Single-family detached homes are the most popular housing type among single buyers, however, it’s instructive to note that only 12% of respondents expressed such interest.
“Most are okay with smaller living space because they’re just one person,” said Alexander. “A lot of them buy for the sake of owning real estate and renting it out. I think getting their heads around the costs and borrowing ratios is harder than someone in a partnership because there’s only a single income, and as a result, they’re much more conscious and typically take longer to make decisions.”
An encouraging sign is that 43% of respondents are carrying less than $5,000 of debt, meaning homeownership—should they decide they’re ready—will not be as proscriptive.
“Their debt levels are modest compared to national levels. They’re living within their means.”

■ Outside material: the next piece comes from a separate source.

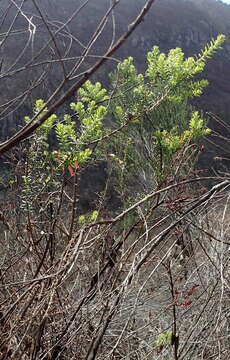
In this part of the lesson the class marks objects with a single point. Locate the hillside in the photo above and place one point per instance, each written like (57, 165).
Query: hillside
(188, 24)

Elan Weintraub, a mortgage broker and director of Mortgage Outlet, says the survey results make sense because of how intimidating the price of a home can be on a single income, but other factors compound the difficulties, as well.
“If you’re married and have a double income, you have more security, but on a single income it might be scarier for you to jump in all by yourself,” he said. “Then you have the stress test to deal with and Bank of Canada interest rates have risen, making it harder. It’s scary for first-time buyers to come in and buy a condo for $600,000 or $700,000.”